The Morgan Stanley Capital International (MSCI) announced on Wednesday to notch down Pakistan Stock Exchange (PSX) among lesser advanced economies into Frontier Markets (FM) index with effect from December 1, 2021.
“MSCI Inc. (NYSE: MSCI) announced that it will reclassify the MSCI Pakistan Indexes from Emerging Markets to Frontier Markets,” it said in a press release.
“This conclusion follows feedback received from market participants from its recent consultation. MSCI will reclassify the MSCI Pakistan Indexes from Emerging Markets to Frontier Markets in one step, coinciding with the November 2021 Semi-Annual Index Review (SAIR),” the release added.
“Based on a simulation using pro forma data as of August 31, 2021, this would lead to the inclusion of four securities in the MSCI Frontier Markets Index with an estimated index weight of 1.90 per cent.”
The statement further added that although the Pakistani equity market met the requirements for the market accessibility under the classification framework for Emerging Markets, “it no longer meets the standards for size and liquidity.”
“Starting with the November 2021 SAIR, the MSCI Pakistan Indexes will be rebalanced using size and liquidity requirements for smaller, average liquidity Frontier Markets,” it read.
The small cap of simulated MSCI Pak FM will include Pakistan Petroleum, Mari Petroleum, Engro Corporation, UBL, Fauji Fertiliser Company, Pakistan Oilfields, Pakistan State Oil, Hub Power Company, Indus Motor Company, Engro Fertiliser, TRG Pakistan, BankAl Habib, Abbott Laboratories, National Bank of Pakistan, Systems Limited, Millat Tractors, Searle, Bank AlFalah and Packages Limited.
Meanwhile, the MSCI Pak FM standard cap will most probably include Lucky Cement, Muslim Commercial Bank, Habib Bank and Oil and Gas Development Company.
Earlier in June, the MSCI — a leading provider of critical decision support tools and services for the global investment community — proposed that it will downgrade the Pakistan Stock Exchange (PSX) from EMI to FMI. The proposal came on the back of a continuous drop in share price of its listed firms for quite a long time.

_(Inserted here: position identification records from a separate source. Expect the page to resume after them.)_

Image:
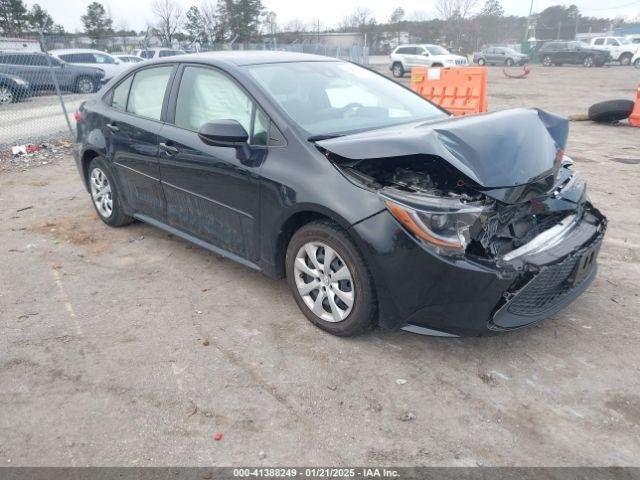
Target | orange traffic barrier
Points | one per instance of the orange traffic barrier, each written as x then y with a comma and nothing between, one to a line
461,90
634,118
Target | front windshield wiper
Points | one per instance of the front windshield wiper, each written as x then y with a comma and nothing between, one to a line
326,136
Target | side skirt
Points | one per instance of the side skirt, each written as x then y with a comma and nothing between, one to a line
195,240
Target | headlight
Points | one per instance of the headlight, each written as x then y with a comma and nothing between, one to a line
443,223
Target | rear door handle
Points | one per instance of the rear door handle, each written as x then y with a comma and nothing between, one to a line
168,149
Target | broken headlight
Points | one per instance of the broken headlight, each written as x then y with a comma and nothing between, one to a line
443,223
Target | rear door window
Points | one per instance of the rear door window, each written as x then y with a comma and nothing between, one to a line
148,90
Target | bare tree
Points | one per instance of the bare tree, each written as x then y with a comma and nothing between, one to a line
169,16
455,8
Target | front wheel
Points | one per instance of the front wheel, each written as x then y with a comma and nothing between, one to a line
104,195
398,70
329,279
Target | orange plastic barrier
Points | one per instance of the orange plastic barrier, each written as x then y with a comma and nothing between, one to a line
462,91
634,119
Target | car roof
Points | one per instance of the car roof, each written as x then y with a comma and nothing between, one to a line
62,51
248,57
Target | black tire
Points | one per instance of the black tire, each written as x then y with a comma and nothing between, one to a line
363,314
86,84
118,217
397,69
611,111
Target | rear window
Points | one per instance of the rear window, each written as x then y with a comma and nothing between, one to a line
148,90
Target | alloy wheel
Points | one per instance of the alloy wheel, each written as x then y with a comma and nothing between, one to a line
6,95
324,282
101,193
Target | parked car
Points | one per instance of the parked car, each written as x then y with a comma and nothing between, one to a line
13,88
39,71
621,49
576,53
378,206
128,58
404,57
150,53
85,57
500,56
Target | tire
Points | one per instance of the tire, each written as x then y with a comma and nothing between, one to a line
85,85
303,274
398,70
108,204
611,111
6,95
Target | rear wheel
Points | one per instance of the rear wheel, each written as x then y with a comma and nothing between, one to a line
104,195
611,111
6,95
329,279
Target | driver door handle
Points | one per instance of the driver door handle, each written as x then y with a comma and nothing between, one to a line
168,149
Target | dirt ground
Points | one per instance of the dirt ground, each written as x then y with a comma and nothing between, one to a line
130,347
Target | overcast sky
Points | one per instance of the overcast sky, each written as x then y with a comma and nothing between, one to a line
137,13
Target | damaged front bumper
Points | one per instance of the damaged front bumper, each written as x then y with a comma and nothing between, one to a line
423,292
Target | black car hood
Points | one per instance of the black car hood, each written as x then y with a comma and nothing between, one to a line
500,150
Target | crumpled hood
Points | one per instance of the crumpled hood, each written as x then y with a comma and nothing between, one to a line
496,150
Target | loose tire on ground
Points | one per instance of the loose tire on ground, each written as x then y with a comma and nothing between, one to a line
611,111
116,217
303,273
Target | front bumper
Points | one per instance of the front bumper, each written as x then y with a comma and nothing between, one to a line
419,290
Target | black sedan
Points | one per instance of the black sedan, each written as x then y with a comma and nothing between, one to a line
572,53
13,89
377,206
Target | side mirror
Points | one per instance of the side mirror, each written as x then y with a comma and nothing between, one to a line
223,133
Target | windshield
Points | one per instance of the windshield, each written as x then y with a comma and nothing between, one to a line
436,50
334,98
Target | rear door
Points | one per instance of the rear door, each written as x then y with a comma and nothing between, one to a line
131,128
210,193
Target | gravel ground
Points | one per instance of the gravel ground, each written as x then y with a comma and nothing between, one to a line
131,347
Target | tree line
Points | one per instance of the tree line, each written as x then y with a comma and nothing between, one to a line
460,24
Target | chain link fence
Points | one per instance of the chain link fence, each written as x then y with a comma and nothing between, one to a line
43,80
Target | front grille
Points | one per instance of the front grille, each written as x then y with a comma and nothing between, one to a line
546,289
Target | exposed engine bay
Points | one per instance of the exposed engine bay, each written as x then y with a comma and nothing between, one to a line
419,180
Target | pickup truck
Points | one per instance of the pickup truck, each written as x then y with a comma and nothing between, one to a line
621,49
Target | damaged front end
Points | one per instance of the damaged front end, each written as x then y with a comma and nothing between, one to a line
538,232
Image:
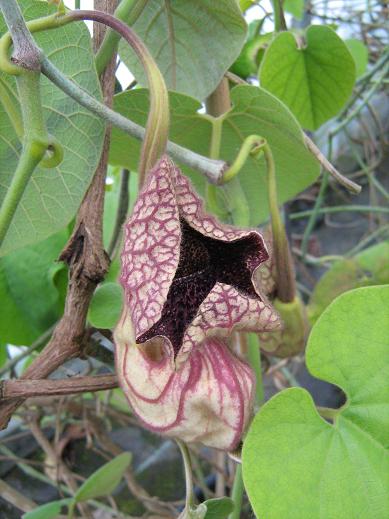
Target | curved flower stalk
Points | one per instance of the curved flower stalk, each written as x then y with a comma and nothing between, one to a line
291,339
189,281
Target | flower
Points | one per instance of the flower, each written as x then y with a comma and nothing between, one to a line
209,400
189,281
185,275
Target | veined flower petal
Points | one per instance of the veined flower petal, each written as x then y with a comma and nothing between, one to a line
209,400
187,276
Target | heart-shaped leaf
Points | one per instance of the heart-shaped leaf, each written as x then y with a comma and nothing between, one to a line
295,464
254,111
369,267
53,195
180,35
314,79
30,299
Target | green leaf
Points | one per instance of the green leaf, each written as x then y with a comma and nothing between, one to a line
218,508
297,465
360,54
369,267
193,43
3,354
105,307
248,60
104,481
314,79
53,195
30,301
254,111
294,7
47,511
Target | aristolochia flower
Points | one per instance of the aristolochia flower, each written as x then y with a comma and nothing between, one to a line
188,282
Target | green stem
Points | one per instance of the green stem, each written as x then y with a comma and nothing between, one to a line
237,493
211,169
11,106
252,145
157,128
127,11
340,209
40,24
189,500
35,144
286,284
279,20
254,357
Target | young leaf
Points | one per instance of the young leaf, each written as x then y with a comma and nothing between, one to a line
369,267
48,511
295,464
104,481
314,79
218,508
53,195
254,111
104,310
360,54
193,43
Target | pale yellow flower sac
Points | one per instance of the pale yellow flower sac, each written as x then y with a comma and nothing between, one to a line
208,400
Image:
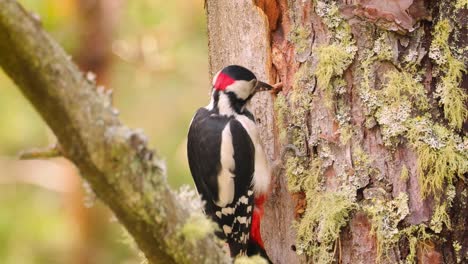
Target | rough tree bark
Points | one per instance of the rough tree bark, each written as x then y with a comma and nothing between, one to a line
370,128
167,226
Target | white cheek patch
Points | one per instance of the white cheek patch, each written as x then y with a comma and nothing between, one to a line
226,177
243,89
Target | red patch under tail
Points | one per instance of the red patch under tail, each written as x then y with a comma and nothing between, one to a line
256,219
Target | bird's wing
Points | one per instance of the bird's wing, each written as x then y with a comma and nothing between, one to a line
203,150
221,157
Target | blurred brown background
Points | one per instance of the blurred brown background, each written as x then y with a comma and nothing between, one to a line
153,55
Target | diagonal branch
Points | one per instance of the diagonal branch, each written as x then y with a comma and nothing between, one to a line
114,159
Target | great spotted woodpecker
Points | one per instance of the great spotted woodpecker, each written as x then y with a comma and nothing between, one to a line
227,161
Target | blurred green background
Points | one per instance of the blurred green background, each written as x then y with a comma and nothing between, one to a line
153,55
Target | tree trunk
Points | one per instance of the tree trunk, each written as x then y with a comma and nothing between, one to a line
369,131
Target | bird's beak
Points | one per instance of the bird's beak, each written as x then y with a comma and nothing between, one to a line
261,86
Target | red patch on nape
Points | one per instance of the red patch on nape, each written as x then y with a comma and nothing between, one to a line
222,81
256,219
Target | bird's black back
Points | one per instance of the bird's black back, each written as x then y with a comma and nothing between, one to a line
203,149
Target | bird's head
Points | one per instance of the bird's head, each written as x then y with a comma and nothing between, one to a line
239,81
238,85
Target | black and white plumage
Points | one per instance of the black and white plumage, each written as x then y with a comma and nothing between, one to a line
227,161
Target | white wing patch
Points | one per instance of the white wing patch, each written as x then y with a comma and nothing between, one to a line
262,173
226,177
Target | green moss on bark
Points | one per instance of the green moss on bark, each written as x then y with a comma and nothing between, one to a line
452,97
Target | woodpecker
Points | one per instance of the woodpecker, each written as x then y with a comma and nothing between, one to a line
227,161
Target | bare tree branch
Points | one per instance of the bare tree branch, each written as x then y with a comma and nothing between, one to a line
114,159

Citing market experts, local media reports stated that the size of PSX might grow in FM as the domestic economy is on expansion mode for over a year now. It is expected to grow by 4.8pc in the current fiscal year 2021-22 compared to 4pc in FY21. It had contracted 0.5pc in FY20.
Pakistan registered GDP growth of nearly 4pc in the fiscal year 2020-21 (FY21), beating earlier estimates of the State Bank of Pakistan (SBP) and the International Monetary Fund (IMF).
On the other hand, it followed an economic contraction – the first in over seven decades – in the previous year as policymakers battled to control a widening current account deficit whereas the country is targeting 5pc growth in FY22.